Regeneron has posted updated clinical data on DB-OTO, providing more evidence of the gene therapy’s potential to treat a rare genetic form of deafness as it plans for a potential FDA filing later this year.
In February, the biotech reported improvements in 10 of 11 children who received DB-OTO. The AAV gene therapy, which Regeneron acquired in its $109 million Decibel Therapeutics buyout, is designed to address a mutation that leaves children lacking a protein critical to synaptic transmission by hair cells of the ear.
Regeneron shared updated data from its phase 1/2 CHORD trial on Sunday at a meeting of the American Academy of Otolaryngology. The data set includes 12 patients, three of whom received DB-OTO in both ears. After 24 weeks, nine of the patients met the primary endpoint efficacy threshold. Hearing gains below the threshold were seen in a further two patients. One child didn’t respond to the treatment.
The nonresponder received a cochlear implant, the current standard treatment option for kids with the condition. Lawrence Lustig, M.D., chair of the Department of Otolaryngology—Head and Neck Surgery at Columbia University, outlined one way DB-OTO may improve on the existing treatment.
“With cochlear implants, you turn it on, everything's mechanical, robotic-like. Over time, that becomes the new normal, patients adapt to it and can hear pretty well,” Lustig said. “This [gene therapy] essentially is basically turning on the natural sound mechanism of the ear.”
All the children in the study are too young for music appreciation assessments, one of the ways doctors evaluate the quality of hearing treatments, but all the patients who have had speech testing have shown improvements. Lustig said the kids’ hearing should be shown to be equivalent to that of people without the condition once they are old enough for assessments of the naturalness of the sound they hear.
Children who receive cochlear implants by 18 months of age and undergo appropriate speech and language therapy achieve normal or near-normal development milestones. However, speech outcomes are delayed when kids receive implants aged 3 or 4 years.
“That's exactly what we saw in our one 4-year-old who was dosed,” Lustig said. “The time frame in which it happened is shocking to us, how quickly it has happened in 24 weeks. They seemed to be coming up to speed quicker than they would have with a cochlear implant.”
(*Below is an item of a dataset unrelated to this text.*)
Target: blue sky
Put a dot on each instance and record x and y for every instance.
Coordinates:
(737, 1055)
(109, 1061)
The durability of the effects remains an open question given how little time has passed since the first patients received DB-OTO. Lustig said some patients that were in the severe range after 24 weeks continued to improve over time and surpassed the primary endpoint by Week 48.
Yet the researchers also tracked declining high-frequency hearing in two patients, albeit at a level that didn’t affect speech perception. Lustig said the decline could reflect variability in the uptake of the AAV between hair cells or damage from the procedure. Studies of other therapies have seen similar declines, Lustig said. A spokesperson for Regeneron said one of the participants experienced ear infections, which were treated with steroids and some hearing was recovered.
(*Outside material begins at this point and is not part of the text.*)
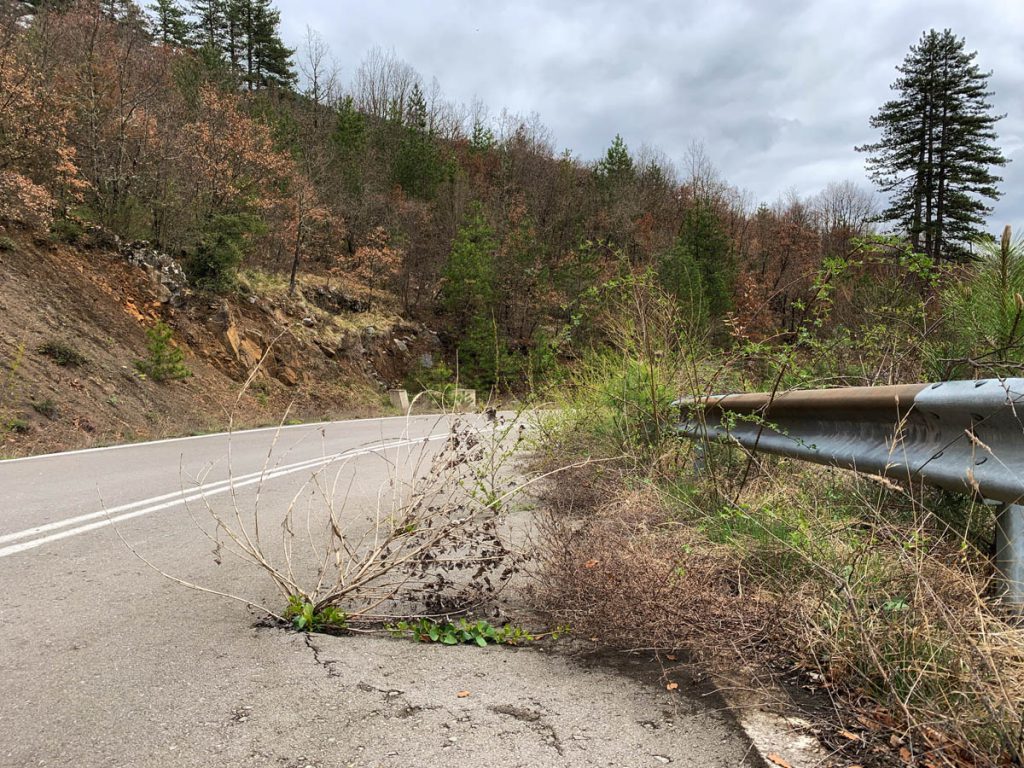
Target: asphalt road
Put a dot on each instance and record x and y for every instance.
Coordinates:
(103, 662)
"Stemming from this learning, the other participant who started to experience a decline in hearing (and did not have any outward confirmation of an infection/inflammation) but was also treated with steroids and some hearing was also recovered. That said, we have reason to believe these were environmental factors post-procedure," the spokesperson said.
Lustig explained the procedure “is nearly identical to what we do for a cochlear implant.” Some patients had transient dizziness for a couple of days after the procedure, Lustig said, but no participants had any long-term vestibular problems. One-quarter of the 67 adverse events that were reported as starting or worsening during or after were linked to the procedure.
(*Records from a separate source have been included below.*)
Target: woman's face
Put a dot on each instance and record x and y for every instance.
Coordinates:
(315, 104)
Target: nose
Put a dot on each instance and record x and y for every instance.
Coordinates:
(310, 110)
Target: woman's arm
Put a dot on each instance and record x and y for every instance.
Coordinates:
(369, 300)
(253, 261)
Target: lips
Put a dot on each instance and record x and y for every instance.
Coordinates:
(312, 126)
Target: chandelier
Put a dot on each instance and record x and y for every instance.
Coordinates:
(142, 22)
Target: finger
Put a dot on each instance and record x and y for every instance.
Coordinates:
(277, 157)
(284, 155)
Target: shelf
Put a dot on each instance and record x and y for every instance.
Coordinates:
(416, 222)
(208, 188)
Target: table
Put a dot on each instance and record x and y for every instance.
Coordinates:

The procedure was uneventful in the one patient who didn’t respond to DB-OTO. While the patient’s immune response may indicate insufficient delivery, the researchers are yet to find an explanation for the absence of hearing improvements.
The study suggests DB-OTO could help most patients. Between 30 and 50 kids per year have the form of generic deafness targeted by DB-OTO. While that limits the impact of the treatment, Lustig sees the gene therapy as a proof of concept that could unleash investment in other programs.
“I think this is going to attract a lot of seed money into the field and help drive therapy for a number of other forms of genetic deafness. That's really exciting,” Lustig said.
The U.S. biopharma said that an application for DB-OTO "is planned for later this year," pending discussions with the FDA.